Olivier Père

Mélo de Alain Resnais

Dans le cadre de son hommage à Alain Resnais, disparu le 1er mars, ARTE diffuse ce soir Mélo (1986) à 22h50, après Mon oncle d’Amérique à 20h50. Tous les paradoxes, le goût de l’inattendu et de la surprise – pour lui et le spectateur – de Resnais sont là : le réalisateur phare de la modernité adapte une pièce de boulevard des années 20, écrite par un auteur à succès longtemps jugé démodé, Henry Bernstein. Méprisé par les intellectuels et les élites théâtrales à cause de son succès, attaqué par la presse antisémite et nationaliste, Bernstein était en revanche défendu par André Breton, pour ses pièces mais aussi parce qu’il avait déserté durant son service militaire. Resnais adolescent dans les années 30 a souvent puisé dans ses souvenirs de lecture de jeunesse les sujets de ses films, et l’influence du surréalisme se ressent dans toute son œuvre.

Salué pour son formalisme et ses effets de montage, Resnais réalise au contraire avec Mélo un film minimaliste, respectueux d’une scénographie théâtrale – décors stylisés, histoire centrée autour de trois personnages, le mari, la femme, l’amant – qui privilégie les dialogues et les longs plans. Pourtant ce classicisme de façade, représentatif de la folle diversité des films de Resnais, ne signifie en rien que Resnais s’abandonne aux facilités d’un cinéma conventionnel, et dissimule une richesse thématique aussi subtile et profonde que dans des longs métrages plus monumentaux et cérébraux comme L’Année dernière à Marienbad ou Providence.

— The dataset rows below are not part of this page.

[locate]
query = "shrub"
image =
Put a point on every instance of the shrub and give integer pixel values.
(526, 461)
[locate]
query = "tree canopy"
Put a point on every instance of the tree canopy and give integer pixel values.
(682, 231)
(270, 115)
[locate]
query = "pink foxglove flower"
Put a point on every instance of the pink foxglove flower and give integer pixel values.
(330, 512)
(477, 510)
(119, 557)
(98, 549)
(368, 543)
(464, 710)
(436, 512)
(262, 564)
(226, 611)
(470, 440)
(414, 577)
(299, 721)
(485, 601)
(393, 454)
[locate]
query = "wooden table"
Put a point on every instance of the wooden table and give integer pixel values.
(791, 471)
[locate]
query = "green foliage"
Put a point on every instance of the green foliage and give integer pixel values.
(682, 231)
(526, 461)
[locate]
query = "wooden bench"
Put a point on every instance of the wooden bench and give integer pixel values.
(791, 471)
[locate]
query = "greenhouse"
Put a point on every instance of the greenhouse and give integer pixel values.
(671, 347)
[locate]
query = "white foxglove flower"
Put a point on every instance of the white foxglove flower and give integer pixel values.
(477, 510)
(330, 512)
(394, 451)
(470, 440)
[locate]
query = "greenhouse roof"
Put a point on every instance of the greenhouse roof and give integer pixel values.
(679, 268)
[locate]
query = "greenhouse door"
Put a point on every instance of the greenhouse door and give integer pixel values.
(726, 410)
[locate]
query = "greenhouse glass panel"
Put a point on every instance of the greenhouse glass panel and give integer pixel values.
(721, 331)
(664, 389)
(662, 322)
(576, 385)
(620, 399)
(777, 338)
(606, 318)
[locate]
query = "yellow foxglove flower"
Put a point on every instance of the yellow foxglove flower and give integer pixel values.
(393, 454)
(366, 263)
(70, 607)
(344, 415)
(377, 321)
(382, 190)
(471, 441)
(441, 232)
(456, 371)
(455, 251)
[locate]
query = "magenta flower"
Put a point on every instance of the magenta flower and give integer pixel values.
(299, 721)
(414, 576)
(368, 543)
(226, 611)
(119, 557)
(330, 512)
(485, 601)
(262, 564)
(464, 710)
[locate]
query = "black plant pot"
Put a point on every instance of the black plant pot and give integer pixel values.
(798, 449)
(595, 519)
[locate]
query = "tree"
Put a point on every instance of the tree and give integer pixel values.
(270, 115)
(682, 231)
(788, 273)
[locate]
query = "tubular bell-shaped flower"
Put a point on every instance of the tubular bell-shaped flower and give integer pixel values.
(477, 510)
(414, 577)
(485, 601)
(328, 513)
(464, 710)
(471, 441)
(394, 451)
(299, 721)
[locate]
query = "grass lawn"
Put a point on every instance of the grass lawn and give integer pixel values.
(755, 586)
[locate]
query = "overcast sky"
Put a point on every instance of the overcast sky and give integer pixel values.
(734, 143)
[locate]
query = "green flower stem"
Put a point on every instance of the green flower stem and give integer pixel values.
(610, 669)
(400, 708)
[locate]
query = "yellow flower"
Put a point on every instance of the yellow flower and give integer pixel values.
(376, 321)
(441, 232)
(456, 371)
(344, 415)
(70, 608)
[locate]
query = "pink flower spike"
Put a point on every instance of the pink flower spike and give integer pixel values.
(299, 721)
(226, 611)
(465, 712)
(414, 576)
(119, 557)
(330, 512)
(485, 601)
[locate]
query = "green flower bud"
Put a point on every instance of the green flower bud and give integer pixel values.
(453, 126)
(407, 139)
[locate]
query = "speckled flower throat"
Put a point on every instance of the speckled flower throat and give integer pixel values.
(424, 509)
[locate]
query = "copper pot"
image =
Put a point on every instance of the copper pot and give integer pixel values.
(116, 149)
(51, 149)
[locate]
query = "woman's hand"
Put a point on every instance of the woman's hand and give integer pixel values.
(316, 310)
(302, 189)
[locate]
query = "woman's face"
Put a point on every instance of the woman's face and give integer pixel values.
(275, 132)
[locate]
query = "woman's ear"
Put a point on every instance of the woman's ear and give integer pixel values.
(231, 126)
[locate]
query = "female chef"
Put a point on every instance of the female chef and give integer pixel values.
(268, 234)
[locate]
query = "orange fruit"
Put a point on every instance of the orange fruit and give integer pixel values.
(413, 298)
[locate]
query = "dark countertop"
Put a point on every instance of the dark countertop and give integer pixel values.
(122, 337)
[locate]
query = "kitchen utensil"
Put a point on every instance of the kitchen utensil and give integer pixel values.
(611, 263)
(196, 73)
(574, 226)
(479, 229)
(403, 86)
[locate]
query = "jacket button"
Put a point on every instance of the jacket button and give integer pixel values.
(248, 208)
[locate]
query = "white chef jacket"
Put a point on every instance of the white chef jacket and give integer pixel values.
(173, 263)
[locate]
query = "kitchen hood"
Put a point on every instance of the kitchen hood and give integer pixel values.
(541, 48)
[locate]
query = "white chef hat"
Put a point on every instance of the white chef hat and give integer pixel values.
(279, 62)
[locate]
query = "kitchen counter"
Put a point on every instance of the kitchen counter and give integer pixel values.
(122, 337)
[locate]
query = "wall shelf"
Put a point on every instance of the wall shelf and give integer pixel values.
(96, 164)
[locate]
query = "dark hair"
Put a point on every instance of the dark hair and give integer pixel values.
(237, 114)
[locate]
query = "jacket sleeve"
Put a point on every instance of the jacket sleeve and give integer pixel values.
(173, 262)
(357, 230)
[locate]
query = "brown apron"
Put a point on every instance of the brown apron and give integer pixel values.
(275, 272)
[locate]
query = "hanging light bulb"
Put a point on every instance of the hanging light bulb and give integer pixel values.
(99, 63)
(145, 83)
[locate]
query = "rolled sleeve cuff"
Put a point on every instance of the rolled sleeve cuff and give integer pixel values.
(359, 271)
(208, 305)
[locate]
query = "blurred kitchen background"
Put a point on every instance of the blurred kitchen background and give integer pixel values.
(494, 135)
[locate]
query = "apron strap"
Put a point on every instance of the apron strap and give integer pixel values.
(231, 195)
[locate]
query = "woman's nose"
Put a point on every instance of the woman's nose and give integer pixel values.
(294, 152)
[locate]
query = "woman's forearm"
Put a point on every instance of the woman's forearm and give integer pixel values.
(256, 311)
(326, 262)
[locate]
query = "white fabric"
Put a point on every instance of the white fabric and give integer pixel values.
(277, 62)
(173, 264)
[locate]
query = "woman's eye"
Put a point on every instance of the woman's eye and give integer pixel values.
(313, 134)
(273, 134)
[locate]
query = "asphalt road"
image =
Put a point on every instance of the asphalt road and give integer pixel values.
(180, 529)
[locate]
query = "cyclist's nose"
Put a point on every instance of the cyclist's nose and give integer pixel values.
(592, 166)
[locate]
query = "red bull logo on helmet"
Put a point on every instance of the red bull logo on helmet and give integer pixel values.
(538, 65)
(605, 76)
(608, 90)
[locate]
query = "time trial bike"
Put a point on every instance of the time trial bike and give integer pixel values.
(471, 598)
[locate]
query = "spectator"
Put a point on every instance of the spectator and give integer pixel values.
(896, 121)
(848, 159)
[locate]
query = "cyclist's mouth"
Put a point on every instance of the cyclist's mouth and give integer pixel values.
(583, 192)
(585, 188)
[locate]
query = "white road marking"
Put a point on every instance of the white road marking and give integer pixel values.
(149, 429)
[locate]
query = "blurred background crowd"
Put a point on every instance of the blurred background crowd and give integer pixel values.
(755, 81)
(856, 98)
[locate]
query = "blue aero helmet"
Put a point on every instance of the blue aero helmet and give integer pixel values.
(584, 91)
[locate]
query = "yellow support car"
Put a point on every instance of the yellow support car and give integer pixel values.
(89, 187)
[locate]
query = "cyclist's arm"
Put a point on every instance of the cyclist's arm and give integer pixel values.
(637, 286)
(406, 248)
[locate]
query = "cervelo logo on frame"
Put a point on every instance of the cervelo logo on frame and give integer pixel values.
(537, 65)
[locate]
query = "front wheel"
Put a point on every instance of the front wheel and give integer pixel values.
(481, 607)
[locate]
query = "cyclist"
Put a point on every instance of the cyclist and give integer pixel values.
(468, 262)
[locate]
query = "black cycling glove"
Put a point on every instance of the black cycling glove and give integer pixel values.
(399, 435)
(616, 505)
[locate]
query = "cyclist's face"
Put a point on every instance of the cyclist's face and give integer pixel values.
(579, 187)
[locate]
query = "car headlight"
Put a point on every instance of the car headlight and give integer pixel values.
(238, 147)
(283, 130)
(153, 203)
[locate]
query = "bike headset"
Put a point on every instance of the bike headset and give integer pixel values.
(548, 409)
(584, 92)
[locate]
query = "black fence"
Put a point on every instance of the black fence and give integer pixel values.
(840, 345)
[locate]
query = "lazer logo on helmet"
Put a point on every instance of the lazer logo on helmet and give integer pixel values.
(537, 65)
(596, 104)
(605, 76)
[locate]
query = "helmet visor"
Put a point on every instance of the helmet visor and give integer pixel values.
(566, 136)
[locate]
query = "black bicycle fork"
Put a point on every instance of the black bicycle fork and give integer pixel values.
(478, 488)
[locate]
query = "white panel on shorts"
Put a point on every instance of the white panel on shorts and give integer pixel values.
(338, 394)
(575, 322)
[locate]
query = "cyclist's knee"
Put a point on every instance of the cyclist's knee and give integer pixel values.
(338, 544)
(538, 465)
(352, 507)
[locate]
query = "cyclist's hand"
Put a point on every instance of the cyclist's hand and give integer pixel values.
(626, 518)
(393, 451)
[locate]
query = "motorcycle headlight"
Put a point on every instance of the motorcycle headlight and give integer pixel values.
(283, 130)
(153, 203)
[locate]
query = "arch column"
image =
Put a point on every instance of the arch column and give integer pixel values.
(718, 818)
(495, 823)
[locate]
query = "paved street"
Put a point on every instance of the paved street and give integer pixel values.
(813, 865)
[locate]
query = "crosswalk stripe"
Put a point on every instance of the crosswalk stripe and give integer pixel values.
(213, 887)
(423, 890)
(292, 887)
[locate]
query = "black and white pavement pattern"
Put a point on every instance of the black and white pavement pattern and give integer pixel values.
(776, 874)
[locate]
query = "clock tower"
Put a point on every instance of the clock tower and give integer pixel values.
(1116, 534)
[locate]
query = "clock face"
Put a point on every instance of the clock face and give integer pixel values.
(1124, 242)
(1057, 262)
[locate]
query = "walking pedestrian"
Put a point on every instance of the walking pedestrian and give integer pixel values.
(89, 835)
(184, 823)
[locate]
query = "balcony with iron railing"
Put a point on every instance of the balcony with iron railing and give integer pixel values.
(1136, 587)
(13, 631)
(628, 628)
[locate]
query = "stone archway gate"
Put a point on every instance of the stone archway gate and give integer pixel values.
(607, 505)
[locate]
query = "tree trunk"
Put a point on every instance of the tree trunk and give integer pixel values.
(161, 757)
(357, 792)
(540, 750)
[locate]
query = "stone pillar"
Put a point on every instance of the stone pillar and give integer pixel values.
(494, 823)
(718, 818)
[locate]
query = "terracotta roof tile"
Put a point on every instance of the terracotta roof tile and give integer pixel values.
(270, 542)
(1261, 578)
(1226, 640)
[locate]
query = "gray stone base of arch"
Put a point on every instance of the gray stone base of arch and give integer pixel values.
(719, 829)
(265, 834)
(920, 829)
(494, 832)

Filmer la parole est dans Mélo le principal défi que se lance à lui-même Resnais, grand admirateur de Guitry. Le cinéaste y parvient avec maestria, aidé par des comédiens éblouissants, qui redonnent vie aux dialogues datés mais poétiques de Bernstein. Le long monologue d’André Dussollier, enregistré en gros plan par la caméra de Resnais, parvient à faire ressurgir un événement passé par la seule force évocatrice des mots. La mémoire, mais aussi la maladie, la mort, grands sujets de Resnais, traversent un film d’une élégance et d’une richesse exceptionnelles, qui transcende son sujet central, l’adultère, le couple et la passion amoureuse pour parler d’êtres humaines enfermés dans des conditions confortables en apparence mais qui les font souffrir, en quête de liberté impossible, tentés par la fugue, trouvant refuge dans l’art ou l’exercice de leur travail (ici c’est la même chose, la musique.)